Personal information
- Date of birth: 2 December 1938 (age 87)
- Place of birth: Parque Civit, Argentina
- Height: 1.74 m (5 ft 9 in)
- Position: Striker

Senior career*
- Years: Team / Apps / (Gls)
- 1959–1961: Atlanta / 67 / (50)
- 1961–1965: River Plate / 80 / (68)
- 1965–1967: Independiente / 72 / (45)
- 1968–1969: Palmeiras / 16 / (11)
- 1969–1971: Nacional / 56 / (61)
- 1972: Fluminense / 5 / (0)
- 1973–1974: Nacional / 10 / (4)
- Total:  / 306 / (239)

International career
- 1961–1967: Argentina / 25 / (24)

Managerial career
- 1975: Atlético Tucumán
- 1979–1980: Atlanta
- 1983: Club Renato Cesarini

= Luis Artime =

Argentine footballer (born 1938)

Luis Artime (born 2 December 1938) is an Argentine former footballer, who played as a striker. His son Luis Fabián Artime is also a retired Argentine footballer who played in the 1990s.

==Club career==
Artime was born in Parque Civit in Mendoza Province. He had a remarkably successful career in club football, he was top scorer four times in the Argentine league, three times in the Uruguayan league and once in the Copa Libertadores. He won one Argentine league title, three Uruguayan league titles and the Copa Libertadores in 1971.
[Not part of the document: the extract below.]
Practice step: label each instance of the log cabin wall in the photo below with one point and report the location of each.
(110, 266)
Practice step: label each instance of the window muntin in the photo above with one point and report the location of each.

Artime started his career at Club Atlético Atlanta but in 1962 he was transferred to Argentine giants River Plate where he became the top scorer in Argentina on three occasions. In 1966 he moved to Independiente where he helped the team to win the Nacional 1967, he was also topscorer in the tournament.

In 1969, Artime moved to Brazil to play for Palmeiras, but he did not stay long, and soon left to join Nacional of Uruguay. His first spell at Nacional was the most productive of his career; he won three Urugauyan league titles in a row, topscoring in each tournament, and in 1971 he helped the team to win the Copa Libertadores.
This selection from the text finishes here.